Recession Negatively Affects Disabled American Workers More Than Others
Disabled American workers, who already struggle with limited employment opportunities, bear a greater burden of the economic crisis triggered by the Covid-19 pandemic.
Even before the economic constraints linked to the pandemic, Georgians with disabilities always struggled to find job opportunities. People who struggle with physical and mental disabilities find it hard to locate employment that can accomodate certain impairments. However, the Covid-19 crisis has made those differences in opportunities even more stark.
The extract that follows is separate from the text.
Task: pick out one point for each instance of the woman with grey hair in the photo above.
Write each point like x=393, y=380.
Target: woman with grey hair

Many disabled workers face challenges with vision, hearing loss, and mobility problems. High volume employers in the restautrant, hotel and retail industries do tend to employ more workers with limitations. However, these industries have been most seriously affected by the pandemic. Many of these industries have been brought virtually to a standstill since March and many of those jobs have simply disappeared.
According to data from the Bureau of Labour Statistics, during the peak of the unemployment crisis induced by the pandemic, the general rate of unemployment was 14.3% of the non-disabled population, compared to close to 19% of the disabled population in the United States. Now, even as Georgia and other states have begun to reopen their economies, the national jobless rate for Americans suffering from some kind of disability has dropped to 16.5%, while the rate has dropped to 11% for Americans with no disability.
Even as hiring picks up, most employers are looking for workers who are able to perform a wide range of tasks, something that disabled workers often find out of their reach.